気まぐれ社長の犬

それから数日後、遊川さんが社長室にやって来た。

だけどその腕には包帯が巻かれていた。



「そのケガどうした!?」


「どうしたじゃねーよ。あいつら、ただのサーカス団なんかじゃねえ」



遊川さんはドカッとソファーに腰掛けた。

私はコーヒーをいれ、遊川さんの前に出す。



「どうぞ」


「ありがとう」



遊川さんはそれを一口飲む。



「あいつら、ただのサーカス団じゃねえ。サーカス団は表の姿で、裏じゃ殺し屋みたいな事やってんだ」


「…そうか。そのケガもあいつらにやられたのか?」


「ああ。多分調べてる事がばれたんだろうな、いきなり襲撃されたよ。
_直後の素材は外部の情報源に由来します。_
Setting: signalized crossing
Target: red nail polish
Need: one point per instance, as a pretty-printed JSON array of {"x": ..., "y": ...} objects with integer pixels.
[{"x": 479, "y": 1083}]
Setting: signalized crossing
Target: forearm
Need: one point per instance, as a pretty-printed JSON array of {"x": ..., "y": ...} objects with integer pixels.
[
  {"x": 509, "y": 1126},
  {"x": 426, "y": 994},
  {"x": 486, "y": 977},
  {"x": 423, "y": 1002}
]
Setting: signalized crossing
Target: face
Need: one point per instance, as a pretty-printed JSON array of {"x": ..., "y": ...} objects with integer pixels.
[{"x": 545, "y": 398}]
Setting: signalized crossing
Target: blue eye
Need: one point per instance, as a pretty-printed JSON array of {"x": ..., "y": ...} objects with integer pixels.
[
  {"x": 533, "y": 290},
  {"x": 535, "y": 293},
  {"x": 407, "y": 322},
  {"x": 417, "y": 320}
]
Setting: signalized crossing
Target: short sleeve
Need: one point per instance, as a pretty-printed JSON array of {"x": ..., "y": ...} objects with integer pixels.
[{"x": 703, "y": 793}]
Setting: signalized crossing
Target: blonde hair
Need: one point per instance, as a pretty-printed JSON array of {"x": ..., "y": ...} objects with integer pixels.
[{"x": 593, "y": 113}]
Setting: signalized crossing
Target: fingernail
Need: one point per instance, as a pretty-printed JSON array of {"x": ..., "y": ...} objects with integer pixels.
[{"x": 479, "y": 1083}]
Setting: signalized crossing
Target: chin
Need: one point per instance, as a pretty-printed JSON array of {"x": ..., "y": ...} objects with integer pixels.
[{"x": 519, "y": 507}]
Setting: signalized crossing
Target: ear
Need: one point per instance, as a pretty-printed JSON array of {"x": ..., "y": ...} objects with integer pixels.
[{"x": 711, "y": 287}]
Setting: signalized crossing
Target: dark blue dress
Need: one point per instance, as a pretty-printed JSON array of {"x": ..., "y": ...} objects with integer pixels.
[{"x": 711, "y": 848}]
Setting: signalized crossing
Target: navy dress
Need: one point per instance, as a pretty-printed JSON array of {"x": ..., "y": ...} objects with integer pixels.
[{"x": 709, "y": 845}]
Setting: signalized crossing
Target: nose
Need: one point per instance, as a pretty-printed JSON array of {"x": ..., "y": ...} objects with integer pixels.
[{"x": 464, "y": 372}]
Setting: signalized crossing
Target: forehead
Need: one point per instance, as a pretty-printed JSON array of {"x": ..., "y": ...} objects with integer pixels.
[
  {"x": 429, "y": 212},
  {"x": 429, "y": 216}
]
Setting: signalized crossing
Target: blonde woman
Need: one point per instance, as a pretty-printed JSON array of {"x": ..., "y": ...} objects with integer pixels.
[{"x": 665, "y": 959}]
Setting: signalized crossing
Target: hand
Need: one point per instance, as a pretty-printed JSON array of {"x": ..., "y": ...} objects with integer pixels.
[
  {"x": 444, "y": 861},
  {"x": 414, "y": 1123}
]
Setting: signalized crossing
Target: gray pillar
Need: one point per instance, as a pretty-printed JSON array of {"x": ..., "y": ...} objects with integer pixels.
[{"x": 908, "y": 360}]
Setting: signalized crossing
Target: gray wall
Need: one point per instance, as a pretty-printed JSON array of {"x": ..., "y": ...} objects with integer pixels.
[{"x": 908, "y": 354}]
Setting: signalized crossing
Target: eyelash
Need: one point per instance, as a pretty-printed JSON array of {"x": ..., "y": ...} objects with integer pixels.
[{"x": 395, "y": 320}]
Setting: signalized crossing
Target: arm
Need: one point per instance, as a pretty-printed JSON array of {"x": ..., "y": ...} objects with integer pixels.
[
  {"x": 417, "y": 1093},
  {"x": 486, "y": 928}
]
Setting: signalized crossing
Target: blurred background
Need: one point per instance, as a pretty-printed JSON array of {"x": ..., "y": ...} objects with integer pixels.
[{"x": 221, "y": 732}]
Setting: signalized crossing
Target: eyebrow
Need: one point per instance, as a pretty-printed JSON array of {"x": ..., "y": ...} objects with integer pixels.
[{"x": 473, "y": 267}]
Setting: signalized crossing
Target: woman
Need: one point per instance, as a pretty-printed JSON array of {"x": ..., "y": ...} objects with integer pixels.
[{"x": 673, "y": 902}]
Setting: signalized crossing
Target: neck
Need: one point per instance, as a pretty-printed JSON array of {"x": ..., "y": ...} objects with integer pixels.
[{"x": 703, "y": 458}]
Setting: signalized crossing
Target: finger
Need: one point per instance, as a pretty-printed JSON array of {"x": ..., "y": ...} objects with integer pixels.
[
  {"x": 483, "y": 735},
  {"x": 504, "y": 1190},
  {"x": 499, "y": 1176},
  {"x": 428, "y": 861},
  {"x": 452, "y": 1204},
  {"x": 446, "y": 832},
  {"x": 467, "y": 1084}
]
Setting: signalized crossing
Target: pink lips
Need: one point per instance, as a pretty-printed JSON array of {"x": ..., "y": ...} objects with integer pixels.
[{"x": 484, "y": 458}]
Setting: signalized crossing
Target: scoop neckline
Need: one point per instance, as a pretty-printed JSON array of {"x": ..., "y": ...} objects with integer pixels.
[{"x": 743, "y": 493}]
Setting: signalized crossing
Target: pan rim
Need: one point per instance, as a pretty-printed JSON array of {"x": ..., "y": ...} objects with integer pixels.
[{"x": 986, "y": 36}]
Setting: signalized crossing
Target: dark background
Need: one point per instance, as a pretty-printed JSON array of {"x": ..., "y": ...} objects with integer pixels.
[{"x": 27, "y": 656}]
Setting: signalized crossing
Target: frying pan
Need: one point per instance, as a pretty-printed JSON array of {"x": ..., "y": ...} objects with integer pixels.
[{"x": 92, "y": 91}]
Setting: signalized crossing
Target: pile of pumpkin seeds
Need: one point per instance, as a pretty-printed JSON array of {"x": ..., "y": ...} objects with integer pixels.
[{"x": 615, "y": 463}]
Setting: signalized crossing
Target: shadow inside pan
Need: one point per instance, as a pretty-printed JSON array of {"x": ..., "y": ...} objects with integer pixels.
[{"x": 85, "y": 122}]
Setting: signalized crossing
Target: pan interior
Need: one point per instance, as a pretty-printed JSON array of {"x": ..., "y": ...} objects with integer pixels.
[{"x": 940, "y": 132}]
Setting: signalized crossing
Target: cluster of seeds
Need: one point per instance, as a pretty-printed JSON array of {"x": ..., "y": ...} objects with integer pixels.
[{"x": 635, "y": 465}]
まあそういうのは時々あるし逃げたけど。あいつら結構強いぜ。気を付けろよ」


「わかった」


「あんたもな」


「えっ!?」



突然私に話しをふられて、驚いて遊川さんを見た。



「あんた、響城のボディーガードなんだろ?気を付けねーと響城もあんたも死ぬぞ」



ああ、そういうこと。
確かに…殺し屋ならさすがに気を付けなきゃね。



「わかりました。気を付けます」


「ん、まああんた強いらしいし目、いいんだろ?油断だけはすんなよ」



驚いた…そこまで知ってるなんて。